Glutathione-Capped Hollow Silver Nanoparticles: Optimization of Surface Plasmon Resonance, Photothermal Effect, and In Vitro and In Vivo Biocompatibility

Hollow metallic nanoparticles (HNPs) serve as excellent agents for biomedical applications because they possess surface plasmon resonance (SPR) and drug-loading capacity. These HNPs offer a high surface area for drug loading and show superior antitumour activity compared to their spherical counterparts. However, the precursors used to synthesize these HNPs, particularly hollow gold nanoparticles (HAuNPs), are expensive and highly toxic. Therefore, this article proposes an alternative class of nanoparticles-hollow silver nanoparticles (HAgNPs)-that employ nontoxic and inexpensive precursors.

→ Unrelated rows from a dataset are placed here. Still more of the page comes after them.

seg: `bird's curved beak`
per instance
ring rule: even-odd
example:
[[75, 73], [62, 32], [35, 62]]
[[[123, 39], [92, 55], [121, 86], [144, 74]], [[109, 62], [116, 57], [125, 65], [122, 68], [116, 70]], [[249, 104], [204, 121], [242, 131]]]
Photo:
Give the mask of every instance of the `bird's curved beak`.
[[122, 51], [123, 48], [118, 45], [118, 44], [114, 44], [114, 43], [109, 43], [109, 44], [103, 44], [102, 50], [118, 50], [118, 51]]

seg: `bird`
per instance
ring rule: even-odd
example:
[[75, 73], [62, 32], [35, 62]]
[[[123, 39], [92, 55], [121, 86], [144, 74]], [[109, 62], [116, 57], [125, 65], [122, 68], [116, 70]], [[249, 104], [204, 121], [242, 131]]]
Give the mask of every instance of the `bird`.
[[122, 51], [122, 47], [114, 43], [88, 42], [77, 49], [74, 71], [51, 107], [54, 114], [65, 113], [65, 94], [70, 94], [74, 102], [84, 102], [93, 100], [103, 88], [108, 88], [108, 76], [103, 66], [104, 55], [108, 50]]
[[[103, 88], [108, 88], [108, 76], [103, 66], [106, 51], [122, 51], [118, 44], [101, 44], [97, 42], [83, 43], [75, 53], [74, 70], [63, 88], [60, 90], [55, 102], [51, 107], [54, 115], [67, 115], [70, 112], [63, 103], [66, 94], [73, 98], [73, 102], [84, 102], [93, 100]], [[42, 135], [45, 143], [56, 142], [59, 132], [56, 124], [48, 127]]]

For the first time, this article investigates several parameters involved in the synthesis to obtain uniform HAgNPs, including the effect of the stabilizer, the concentration of the reducing agent, and the reaction temperature. This article further demonstrates the photothermally induced cytotoxicity of HAgNPs in cancer cells with a 532 nm Nd:YAG 300 mW continuous-wave (CW) laser. Moreover, this article demonstrates the biocompatibility of these HAgNPs by employing in vivo and ex vivo models. Finally, we propose future studies exploring the in vivo antitumor activity of these nanoparticles to establish their role in tumor drug delivery.